In 2018, in a mixed methods study conducted with colleagues, we found that many of the 255 civil parties surveyed regretted knowing so little about the ECCC. A civil party representative observed: “When I asked [other civil parties] about the tribunal, they always said they don’t know. And now they don’t even want to know about the tribunal anymore, what has the tribunal done or whether they are able to find justice for the civil parties. […] because the tribunal lacks information.” A lack of funding for victim participation and outreach towards the end of a transitional justice process thus does not only affect access to information; it can also lead to disengagement from civil parties, who start to question their earlier experiences. The differences in opportunities for participation amongst civil parties, between civil parties and complainants, and between civil parties and non-participating Khmer Rouge survivors also created a sense of hierarchy of victimhood and some jealousy.

Weighing Both Process and Outcomes in the Quest for Justice

In our 2018 study, we found that those civil parties closely involved were able to build capacities, to express their story of suffering, and to gain a sense of mental relief and strength. Civil parties also emphasised the social nature of participation: they foregrounded the importance of having been able to meet other Khmer Rouge survivors. These findings speak to the relevance of procedural justice in international criminal justice. 

Civil parties also weighed the outcomes of the ECCC. Asked about their opinion of the verdict pronounced on 22 September 2022, some civil parties said that they wanted the accused to suffer as they had under the Khmer Rouge regime. Yet it also seems that participation led to a certain mainstreaming of justice conceptions, with civil parties increasingly equating justice with a life sentence. With regards to reparations, many remained unaware of the reparations projects endorsed by the ECCC. The unavailability of financial and individual reparations has also been an important source of disappointment for civil parties, most of whom live in poverty. 

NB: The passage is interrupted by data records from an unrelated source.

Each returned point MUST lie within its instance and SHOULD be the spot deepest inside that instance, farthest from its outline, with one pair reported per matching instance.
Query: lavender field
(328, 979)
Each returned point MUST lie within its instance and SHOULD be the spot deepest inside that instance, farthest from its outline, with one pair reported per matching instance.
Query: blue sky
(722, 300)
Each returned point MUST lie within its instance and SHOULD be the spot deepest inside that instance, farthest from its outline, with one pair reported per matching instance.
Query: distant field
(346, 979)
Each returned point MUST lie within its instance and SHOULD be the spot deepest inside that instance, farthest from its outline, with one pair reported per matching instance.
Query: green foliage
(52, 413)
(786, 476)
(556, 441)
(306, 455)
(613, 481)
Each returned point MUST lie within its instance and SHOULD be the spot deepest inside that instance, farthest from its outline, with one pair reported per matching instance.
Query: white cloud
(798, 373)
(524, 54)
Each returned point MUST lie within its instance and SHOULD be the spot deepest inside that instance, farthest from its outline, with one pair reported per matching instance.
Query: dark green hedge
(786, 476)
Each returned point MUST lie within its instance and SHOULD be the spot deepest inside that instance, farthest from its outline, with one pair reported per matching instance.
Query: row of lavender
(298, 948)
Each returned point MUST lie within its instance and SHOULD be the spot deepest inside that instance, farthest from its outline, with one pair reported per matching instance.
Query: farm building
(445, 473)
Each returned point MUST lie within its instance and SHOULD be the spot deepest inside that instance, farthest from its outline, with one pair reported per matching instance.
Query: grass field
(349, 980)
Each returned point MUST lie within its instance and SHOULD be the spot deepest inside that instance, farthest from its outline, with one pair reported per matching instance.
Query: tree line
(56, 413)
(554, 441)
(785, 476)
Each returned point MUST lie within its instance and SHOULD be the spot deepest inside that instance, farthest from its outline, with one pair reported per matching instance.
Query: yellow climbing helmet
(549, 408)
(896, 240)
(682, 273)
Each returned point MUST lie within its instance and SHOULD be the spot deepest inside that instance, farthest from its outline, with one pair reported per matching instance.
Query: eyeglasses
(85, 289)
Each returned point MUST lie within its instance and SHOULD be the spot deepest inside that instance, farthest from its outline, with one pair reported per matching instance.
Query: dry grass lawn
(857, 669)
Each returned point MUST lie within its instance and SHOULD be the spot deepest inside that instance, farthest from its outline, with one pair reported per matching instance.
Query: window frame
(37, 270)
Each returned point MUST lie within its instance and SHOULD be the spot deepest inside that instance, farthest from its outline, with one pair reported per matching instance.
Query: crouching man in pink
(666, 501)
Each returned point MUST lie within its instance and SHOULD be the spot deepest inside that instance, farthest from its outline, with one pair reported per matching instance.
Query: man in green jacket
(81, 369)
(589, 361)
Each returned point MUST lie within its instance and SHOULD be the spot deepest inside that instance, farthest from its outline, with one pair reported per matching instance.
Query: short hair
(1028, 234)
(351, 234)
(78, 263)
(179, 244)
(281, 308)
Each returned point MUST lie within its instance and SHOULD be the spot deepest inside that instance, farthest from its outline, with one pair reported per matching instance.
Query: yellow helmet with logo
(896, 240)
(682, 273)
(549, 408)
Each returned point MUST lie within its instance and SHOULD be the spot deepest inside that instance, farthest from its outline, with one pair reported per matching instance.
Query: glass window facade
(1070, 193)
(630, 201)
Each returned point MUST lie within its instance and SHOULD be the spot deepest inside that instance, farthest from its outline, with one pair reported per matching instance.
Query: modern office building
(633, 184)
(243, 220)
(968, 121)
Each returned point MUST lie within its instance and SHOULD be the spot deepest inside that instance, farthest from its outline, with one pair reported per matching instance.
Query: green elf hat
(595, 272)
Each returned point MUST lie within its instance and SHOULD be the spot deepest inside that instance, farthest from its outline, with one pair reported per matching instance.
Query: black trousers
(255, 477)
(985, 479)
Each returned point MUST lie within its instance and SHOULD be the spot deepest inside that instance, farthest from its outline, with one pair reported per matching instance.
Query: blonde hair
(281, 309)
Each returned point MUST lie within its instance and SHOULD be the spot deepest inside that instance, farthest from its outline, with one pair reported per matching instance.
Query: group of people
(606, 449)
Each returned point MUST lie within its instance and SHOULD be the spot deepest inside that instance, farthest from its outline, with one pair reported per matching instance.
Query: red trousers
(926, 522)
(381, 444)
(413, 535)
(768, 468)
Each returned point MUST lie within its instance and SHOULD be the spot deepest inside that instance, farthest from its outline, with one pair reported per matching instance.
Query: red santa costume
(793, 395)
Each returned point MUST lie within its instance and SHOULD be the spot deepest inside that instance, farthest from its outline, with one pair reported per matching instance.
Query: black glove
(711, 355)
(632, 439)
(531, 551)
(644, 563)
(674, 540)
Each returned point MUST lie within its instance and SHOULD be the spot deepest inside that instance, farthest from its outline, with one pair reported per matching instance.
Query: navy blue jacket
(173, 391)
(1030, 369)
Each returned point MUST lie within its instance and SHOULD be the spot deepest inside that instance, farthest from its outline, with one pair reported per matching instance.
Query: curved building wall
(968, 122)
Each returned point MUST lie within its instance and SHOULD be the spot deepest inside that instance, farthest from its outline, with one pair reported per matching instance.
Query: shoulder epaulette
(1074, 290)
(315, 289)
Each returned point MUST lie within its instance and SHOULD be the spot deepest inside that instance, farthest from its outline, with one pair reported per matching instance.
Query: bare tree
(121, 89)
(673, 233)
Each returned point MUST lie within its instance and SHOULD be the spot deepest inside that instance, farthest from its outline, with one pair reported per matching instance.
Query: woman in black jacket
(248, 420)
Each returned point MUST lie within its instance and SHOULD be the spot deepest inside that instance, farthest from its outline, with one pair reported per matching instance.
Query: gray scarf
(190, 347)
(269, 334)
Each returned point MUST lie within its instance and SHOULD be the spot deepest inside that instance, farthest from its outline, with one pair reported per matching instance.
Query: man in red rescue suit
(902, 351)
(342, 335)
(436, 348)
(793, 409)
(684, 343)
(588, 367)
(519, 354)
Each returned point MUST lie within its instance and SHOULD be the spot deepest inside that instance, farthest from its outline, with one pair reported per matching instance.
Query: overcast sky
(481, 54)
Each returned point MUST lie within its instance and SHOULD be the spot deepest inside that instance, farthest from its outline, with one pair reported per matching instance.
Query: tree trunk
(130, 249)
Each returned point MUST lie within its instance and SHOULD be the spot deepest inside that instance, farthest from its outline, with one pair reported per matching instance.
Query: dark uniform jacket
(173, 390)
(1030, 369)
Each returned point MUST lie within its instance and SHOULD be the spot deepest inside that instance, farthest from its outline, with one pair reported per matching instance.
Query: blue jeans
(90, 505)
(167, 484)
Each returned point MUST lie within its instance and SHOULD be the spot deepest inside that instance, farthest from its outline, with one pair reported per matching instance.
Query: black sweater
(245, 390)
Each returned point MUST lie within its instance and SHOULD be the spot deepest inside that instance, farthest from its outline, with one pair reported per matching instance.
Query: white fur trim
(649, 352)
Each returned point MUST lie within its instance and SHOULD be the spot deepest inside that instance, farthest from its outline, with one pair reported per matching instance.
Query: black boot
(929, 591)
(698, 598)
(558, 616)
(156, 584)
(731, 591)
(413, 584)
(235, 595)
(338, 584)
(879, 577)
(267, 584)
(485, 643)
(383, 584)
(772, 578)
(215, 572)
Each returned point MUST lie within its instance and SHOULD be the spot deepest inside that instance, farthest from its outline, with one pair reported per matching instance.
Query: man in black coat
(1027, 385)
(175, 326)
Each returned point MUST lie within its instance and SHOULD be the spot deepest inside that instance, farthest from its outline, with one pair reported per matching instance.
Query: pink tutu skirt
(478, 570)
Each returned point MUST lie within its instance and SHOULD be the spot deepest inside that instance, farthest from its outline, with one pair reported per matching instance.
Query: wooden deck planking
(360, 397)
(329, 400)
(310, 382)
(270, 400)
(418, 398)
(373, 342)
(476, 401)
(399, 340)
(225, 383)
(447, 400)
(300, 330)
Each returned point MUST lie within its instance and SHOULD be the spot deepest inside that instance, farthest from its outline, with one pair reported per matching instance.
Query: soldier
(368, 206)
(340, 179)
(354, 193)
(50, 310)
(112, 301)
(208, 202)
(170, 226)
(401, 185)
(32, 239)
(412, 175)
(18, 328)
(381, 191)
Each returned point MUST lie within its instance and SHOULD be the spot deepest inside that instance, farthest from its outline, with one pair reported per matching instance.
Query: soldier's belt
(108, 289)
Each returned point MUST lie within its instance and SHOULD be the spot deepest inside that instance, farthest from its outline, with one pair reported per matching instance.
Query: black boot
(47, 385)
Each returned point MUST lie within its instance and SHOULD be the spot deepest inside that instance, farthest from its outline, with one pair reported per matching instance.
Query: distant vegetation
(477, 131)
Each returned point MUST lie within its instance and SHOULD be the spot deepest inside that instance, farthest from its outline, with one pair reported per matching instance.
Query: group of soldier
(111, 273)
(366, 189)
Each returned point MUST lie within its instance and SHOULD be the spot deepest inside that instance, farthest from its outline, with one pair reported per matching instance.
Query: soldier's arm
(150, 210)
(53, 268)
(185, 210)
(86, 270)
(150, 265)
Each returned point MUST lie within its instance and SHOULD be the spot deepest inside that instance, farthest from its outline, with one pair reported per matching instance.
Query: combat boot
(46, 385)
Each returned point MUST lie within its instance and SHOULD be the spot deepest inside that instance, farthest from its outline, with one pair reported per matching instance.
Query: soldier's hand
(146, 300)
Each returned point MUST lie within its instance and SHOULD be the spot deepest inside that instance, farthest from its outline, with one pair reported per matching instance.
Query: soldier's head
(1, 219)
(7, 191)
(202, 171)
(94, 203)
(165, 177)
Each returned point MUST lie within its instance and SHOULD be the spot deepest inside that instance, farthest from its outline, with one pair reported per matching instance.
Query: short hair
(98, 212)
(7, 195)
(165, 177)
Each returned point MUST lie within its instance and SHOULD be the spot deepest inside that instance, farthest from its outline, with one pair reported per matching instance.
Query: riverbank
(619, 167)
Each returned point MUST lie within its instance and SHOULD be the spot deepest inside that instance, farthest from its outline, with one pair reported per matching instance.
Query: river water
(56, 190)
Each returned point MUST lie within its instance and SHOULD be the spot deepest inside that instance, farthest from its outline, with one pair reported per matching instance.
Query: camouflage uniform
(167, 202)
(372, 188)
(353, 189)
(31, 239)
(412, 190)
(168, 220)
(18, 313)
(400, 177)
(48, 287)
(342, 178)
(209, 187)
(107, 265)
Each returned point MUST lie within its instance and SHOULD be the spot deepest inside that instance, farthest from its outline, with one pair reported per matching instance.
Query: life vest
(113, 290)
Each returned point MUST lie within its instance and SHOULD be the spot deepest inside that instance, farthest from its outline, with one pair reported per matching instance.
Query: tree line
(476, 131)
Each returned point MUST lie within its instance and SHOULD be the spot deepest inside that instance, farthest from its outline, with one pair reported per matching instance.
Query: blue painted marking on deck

What Next for Civil Parties?

The three-years residual functions provide the ECCC with a last opportunity to engage with civil parties, to acknowledge their contribution, and to protect victims’ rights during the reclassification of documents. From the start, civil party participation at the ECCC has been followed with great interest by practitioners and scholars alike. With the ECCC winding down, civil parties’ views should remain at the heart of assessments of this unprecedented experiment. How will they see their lives post-ECCC? How can they continue to pass on their life stories to the next generations of Cambodia?